Une pratique semble être de plus en plus à la mode dans le cinéma français. Celle du : « Je suis quelqu’un de simple et généreux, je vais donc partir sur les routes et rencontrer les vrais Français de la France profonde ». Au final, on a surtout l’impression de voir une mise en scène de l’altruisme des stars avec des gros plans sur leurs regards emplis de compassion pour la rude vie rurale (à voir : le sketch – excellent – du Palmashow sur le sujet).
Céline Levain met aussi en scène la France profonde : mais là ou certains ne voient que leurs reflets inversés, elle y voit la beauté et la montre dans des compositions qui rappellent les tableaux de la Renaissance.
Ses escapades à Cognac, dans un match de catch amateur ou à l’abbaye Sainte-Marie de Maumont, montrent des quotidiens, parfois simples, parfois flamboyants, mais qui sonnent toujours juste. Après avoir réalisé des séries de portraits un peu partout en France, Céline Levain est actuellement en résidence artistique en Charente.
Workshops in progress, à l’Atelier de la Mécanique jusqu’au 24 septembre.
Silin Liu
Silin Liu est sans doute une des rares personnes à afficher publiquement sa reconnaissance à Luc Besson. En effet, c’est la scène finale du film Lucy, avec Scarlett Johansson, qui lui a inspiré la phrase directrice de son œuvre : « I’m everywhere ». Comme l’héroïne bessonesque, Silin Lui se défragmente et prend place aux côtés des stars à différents moment de l’histoire.
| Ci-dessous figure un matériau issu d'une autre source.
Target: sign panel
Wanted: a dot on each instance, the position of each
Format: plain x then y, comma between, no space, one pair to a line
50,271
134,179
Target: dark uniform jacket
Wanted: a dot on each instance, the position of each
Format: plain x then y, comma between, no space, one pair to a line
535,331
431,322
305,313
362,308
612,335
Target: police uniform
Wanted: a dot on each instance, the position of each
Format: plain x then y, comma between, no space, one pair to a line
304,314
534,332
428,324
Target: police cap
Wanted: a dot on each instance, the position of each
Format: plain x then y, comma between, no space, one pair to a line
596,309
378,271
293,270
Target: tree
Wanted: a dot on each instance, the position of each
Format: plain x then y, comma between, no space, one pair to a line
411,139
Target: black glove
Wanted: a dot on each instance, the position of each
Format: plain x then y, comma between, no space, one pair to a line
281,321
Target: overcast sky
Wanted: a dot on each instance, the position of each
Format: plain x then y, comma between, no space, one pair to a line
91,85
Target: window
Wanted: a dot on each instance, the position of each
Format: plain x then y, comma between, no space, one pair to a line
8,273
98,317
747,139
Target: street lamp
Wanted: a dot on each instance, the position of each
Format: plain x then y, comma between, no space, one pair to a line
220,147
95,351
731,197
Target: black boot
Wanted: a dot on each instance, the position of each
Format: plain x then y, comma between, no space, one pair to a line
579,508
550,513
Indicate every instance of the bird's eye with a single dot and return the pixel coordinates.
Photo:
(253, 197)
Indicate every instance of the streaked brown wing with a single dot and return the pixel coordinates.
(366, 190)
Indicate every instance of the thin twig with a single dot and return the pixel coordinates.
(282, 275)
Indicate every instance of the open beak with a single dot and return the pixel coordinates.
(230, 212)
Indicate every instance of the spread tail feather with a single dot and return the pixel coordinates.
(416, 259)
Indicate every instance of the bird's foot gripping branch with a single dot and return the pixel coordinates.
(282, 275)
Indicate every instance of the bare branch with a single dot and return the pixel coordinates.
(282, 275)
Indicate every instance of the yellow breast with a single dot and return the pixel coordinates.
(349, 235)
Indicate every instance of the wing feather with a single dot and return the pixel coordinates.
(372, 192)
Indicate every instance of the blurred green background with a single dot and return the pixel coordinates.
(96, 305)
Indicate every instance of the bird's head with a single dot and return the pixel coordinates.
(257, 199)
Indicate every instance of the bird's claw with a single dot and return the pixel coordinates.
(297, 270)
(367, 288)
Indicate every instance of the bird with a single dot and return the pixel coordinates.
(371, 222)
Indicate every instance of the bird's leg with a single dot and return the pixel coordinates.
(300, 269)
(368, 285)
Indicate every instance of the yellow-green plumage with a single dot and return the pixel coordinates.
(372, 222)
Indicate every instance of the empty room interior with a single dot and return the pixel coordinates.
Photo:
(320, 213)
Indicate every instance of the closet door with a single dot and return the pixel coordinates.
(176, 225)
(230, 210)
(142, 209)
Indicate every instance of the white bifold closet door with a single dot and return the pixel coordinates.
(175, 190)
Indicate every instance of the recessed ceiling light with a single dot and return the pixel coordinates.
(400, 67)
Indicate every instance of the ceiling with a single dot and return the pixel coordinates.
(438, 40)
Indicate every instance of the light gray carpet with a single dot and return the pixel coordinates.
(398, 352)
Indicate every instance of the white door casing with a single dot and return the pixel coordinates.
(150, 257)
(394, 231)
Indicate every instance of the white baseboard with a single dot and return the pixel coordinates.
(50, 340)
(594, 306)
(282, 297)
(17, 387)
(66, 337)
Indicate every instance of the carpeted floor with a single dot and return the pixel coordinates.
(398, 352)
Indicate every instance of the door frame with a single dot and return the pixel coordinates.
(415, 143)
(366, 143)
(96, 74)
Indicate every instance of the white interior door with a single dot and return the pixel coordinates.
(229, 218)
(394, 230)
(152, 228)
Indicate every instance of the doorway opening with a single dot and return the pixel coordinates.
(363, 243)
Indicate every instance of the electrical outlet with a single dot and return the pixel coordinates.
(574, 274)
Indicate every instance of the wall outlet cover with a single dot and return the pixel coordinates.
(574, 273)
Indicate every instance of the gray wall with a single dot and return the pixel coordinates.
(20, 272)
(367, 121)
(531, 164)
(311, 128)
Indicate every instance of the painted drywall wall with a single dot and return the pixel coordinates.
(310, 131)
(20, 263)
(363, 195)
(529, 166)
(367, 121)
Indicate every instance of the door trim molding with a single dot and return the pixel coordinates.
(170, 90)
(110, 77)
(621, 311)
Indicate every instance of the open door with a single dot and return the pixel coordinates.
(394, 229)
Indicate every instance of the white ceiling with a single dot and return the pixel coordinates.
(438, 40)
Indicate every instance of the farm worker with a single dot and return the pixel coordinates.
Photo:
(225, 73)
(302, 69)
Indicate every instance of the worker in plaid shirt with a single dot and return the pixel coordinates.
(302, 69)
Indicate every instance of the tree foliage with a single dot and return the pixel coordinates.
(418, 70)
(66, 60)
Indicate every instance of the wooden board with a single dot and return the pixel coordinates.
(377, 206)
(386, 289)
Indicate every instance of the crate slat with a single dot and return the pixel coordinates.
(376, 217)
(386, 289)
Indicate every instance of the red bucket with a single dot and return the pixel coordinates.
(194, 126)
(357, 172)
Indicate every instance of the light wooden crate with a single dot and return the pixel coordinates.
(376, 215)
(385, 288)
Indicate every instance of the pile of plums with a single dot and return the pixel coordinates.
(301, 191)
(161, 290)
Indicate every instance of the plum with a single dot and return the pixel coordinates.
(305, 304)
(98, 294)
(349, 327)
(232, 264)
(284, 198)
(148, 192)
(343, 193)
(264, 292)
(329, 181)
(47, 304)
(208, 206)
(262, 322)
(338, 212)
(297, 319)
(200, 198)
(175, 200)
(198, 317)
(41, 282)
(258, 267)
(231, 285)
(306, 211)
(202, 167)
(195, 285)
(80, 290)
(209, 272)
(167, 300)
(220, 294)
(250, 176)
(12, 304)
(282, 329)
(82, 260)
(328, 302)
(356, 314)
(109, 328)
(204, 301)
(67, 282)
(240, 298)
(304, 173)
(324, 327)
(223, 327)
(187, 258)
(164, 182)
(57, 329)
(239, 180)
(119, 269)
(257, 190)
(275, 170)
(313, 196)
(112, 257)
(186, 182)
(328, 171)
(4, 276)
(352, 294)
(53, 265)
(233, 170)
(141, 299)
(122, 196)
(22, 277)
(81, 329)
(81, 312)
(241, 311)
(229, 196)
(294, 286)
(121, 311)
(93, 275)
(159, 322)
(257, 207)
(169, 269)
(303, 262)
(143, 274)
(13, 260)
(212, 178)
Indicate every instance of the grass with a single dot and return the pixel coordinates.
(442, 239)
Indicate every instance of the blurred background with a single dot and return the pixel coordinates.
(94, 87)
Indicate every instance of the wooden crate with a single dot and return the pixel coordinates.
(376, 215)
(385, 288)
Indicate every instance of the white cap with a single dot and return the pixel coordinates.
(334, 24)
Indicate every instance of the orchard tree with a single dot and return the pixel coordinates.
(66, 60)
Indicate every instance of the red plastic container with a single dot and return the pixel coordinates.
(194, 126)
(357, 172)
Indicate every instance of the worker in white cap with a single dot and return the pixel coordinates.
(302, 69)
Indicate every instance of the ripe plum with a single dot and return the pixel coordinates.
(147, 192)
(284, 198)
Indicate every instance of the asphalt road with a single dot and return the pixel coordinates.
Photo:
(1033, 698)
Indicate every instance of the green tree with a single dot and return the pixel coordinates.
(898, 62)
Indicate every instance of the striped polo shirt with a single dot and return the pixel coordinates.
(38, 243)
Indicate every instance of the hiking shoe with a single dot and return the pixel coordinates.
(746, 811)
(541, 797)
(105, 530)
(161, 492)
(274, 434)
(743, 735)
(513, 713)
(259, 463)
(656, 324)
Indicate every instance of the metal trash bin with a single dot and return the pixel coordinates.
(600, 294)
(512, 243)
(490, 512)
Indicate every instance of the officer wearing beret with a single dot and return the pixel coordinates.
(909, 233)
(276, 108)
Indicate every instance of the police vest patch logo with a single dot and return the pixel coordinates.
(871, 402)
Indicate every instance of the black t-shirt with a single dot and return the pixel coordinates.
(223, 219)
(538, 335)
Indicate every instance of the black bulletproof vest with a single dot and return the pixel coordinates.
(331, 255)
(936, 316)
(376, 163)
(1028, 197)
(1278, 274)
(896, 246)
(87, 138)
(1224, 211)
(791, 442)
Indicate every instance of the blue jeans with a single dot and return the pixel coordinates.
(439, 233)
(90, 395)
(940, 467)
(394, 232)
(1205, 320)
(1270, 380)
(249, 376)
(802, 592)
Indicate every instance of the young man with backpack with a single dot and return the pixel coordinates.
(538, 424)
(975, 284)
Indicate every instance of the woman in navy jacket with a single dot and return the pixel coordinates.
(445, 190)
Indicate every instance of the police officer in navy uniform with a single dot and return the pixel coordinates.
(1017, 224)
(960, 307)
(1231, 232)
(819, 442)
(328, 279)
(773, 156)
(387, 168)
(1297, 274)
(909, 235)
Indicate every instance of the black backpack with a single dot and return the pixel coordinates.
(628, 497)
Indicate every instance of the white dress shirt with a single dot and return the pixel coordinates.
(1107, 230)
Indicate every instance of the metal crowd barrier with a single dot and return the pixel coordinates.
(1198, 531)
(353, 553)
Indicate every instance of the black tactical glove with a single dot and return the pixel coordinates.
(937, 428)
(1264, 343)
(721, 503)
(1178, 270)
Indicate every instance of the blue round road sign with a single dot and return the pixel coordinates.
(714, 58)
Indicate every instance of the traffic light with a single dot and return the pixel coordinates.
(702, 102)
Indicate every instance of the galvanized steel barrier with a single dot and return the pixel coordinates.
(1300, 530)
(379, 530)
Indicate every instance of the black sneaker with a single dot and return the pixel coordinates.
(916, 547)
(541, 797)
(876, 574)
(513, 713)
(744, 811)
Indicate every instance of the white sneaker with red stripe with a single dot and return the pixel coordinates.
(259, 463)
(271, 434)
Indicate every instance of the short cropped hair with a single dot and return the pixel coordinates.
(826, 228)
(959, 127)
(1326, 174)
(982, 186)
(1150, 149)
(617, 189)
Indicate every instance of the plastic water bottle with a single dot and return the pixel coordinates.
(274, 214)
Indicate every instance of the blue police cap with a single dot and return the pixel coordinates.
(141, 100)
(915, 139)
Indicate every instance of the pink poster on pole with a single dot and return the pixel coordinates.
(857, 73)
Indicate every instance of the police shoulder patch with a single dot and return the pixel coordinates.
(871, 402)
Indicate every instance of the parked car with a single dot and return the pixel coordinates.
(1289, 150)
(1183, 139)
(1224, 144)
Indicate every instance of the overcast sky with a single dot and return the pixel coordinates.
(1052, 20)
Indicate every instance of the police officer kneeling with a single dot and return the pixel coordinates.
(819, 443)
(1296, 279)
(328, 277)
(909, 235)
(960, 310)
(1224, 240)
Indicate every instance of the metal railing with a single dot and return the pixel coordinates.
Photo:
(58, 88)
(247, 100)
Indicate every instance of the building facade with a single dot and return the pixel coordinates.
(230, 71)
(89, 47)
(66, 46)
Cette jeune pékinoise de 27 ans réfléchit à ce qui obsède la plupart des millennials : Internet et l’impact des images qui y circulent. Comment créer des images qui impactent ? Comment se construire sa propre image ? Comment exposer sa vie quand toutes les vies deviennent des œuvres ?
Silin Lui tente de répondre à ces interrogations à travers des expositions à la limite de la performance. Dans Appme, ses photos étaient exposées dans des téléphones utilisables par les spectateurs. Pour The Artist Is Online, sorte de version moderne de The Artist Is Present de Marina Abramovic, elle se filme en direct sur Internet et invite ensuite des inconnus à reprendre son compte et à faire de même. La réponse de Silin Lui aux angoisses technologiques n’est pas de se terrer mais au contraire de participer et de prendre en main ce nouveau médium :
« À une époque de saturation, par quoi peut-on encore être bouleversé ? Par les images pornographiques ? Je plaisante. Je crois qu’il est aujourd’hui difficile d’être bouleversé par une seule image. Mais prendre des photos pourrait encore nous stimuler… »
Extrait d’un entretien avec L’Express du 3 juillet 2017
I’m everywhere, à l’Atelier de la Mécanique jusqu’au 24 septembre.